Bonds

Former Treasury Secretary Lawrence Summers said he was concerned the Federal Reserve is still engaging in “wishful thinking” about how much it will take to bring inflation down from four-decade highs.

“Jay Powell said things that, to be blunt, were analytically indefensible,” Summers said on Bloomberg TV. “There is no conceivable way that a 2.5% interest rate, in an economy inflating like this, is anywhere near neutral.”

Summers was referring to Fed Chair Jerome Powell’s assessment on Wednesday that, with the latest interest-rate hike, the central bank had already reached a “neutral” setting — where it’s neither stoking nor restraining consumer prices. Powell also said that the Fed “broadly feels that we need to get policy to, at least, to a moderately restrictive level,” past neutral.

The Fed’s current target rate is now 2.25% to 2.5%. Summers said a neutral setting would be higher, because it has to take account of where inflation is. Data on Friday showed the Fed’s preferred inflation gauge climbed 4.8% in the year to June, stripping out food and energy.

A former colleague of Summers’s, Jason Furman, countered that Powell’s assessment was indeed “defensible,” considering gauges of future inflation in the bond market — which are roughly in accord with “neutral,” he said.

“The terminology around neutral, I don’t see that affecting their policy. I do think it’s defensible,” Furman, who served as chair of the Council of Economic Advisers in former President Barack Obama’s White House, said on Bloomberg TV. “The important things we heard from Jay Powell were that he was focused entirely on inflation, he’s going to keep going” with rate hikes, he said.

Still, Summers isn’t alone in taking issue with Powell’s assessment.
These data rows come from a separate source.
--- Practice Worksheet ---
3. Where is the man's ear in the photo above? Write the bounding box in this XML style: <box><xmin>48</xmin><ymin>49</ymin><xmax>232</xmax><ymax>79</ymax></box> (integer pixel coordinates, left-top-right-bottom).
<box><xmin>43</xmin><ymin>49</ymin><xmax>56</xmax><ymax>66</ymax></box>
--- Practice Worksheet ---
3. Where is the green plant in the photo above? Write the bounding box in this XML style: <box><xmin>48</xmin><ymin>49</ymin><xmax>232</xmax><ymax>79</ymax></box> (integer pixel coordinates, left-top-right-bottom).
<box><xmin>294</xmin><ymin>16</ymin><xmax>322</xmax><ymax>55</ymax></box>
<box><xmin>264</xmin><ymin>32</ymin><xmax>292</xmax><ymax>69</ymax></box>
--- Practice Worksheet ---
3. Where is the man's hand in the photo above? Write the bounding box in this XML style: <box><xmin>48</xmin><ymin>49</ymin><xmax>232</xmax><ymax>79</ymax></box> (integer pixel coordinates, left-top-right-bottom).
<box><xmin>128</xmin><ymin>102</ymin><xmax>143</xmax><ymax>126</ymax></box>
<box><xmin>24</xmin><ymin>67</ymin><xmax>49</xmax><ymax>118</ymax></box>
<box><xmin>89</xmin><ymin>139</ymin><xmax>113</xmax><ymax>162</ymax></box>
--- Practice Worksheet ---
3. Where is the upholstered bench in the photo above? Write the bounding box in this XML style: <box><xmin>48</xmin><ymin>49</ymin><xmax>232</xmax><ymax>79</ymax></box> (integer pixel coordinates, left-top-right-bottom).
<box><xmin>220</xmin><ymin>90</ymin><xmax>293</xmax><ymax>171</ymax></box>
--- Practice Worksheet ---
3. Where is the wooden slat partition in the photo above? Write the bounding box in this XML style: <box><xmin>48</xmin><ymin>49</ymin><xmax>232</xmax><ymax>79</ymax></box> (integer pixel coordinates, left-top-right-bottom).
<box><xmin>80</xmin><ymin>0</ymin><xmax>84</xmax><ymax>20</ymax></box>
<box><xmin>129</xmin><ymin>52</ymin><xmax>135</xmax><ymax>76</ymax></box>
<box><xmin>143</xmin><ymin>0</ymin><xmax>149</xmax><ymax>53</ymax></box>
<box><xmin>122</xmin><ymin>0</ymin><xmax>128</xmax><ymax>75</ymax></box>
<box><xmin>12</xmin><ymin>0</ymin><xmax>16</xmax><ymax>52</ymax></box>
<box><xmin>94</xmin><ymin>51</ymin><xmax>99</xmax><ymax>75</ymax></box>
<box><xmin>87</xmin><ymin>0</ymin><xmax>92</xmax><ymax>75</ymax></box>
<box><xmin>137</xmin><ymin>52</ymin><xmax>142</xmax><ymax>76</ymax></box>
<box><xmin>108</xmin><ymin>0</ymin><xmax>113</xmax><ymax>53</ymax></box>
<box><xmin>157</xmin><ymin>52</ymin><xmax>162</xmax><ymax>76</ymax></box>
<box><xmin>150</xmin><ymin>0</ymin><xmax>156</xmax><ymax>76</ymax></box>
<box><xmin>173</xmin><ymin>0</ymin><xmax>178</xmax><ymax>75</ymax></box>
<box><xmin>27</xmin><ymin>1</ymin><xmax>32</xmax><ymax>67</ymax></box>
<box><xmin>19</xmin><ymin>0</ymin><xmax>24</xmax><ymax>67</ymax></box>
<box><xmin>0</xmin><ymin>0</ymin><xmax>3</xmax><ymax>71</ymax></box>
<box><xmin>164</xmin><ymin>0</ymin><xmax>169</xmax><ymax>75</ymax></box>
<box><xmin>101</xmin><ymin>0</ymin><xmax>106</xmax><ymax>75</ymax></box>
Former Federal Reserve Bank of New York President William Dudley said on Wednesday that, given the level of uncertainty, “I’d be a bit more skeptical” in saying policy makers had reached neutral.

Mohamed El-Erian, chief economic adviser to Allianz SE and a Bloomberg Opinion contributor, said on Bloomberg TV Friday that “the zip code for neutral is above where we are now,” and at least 50 basis points higher.

Summers, a Harvard University professor and paid contributor to Bloomberg TV, noted that Powell said in late-2018 that the Fed’s rate had reached neutral — when inflation was running just below 2%. “How he could be saying the same thing today, when the inflation rate is where it is, is inexplicable to me.”

“If you think it is neutral, you are misjudging the posture of policy in a fundamental way,” said Summers. “It’s the same kind of, to be blunt, wishful thinking that got us into the problems we have now, with the use of the term ‘transitory.’”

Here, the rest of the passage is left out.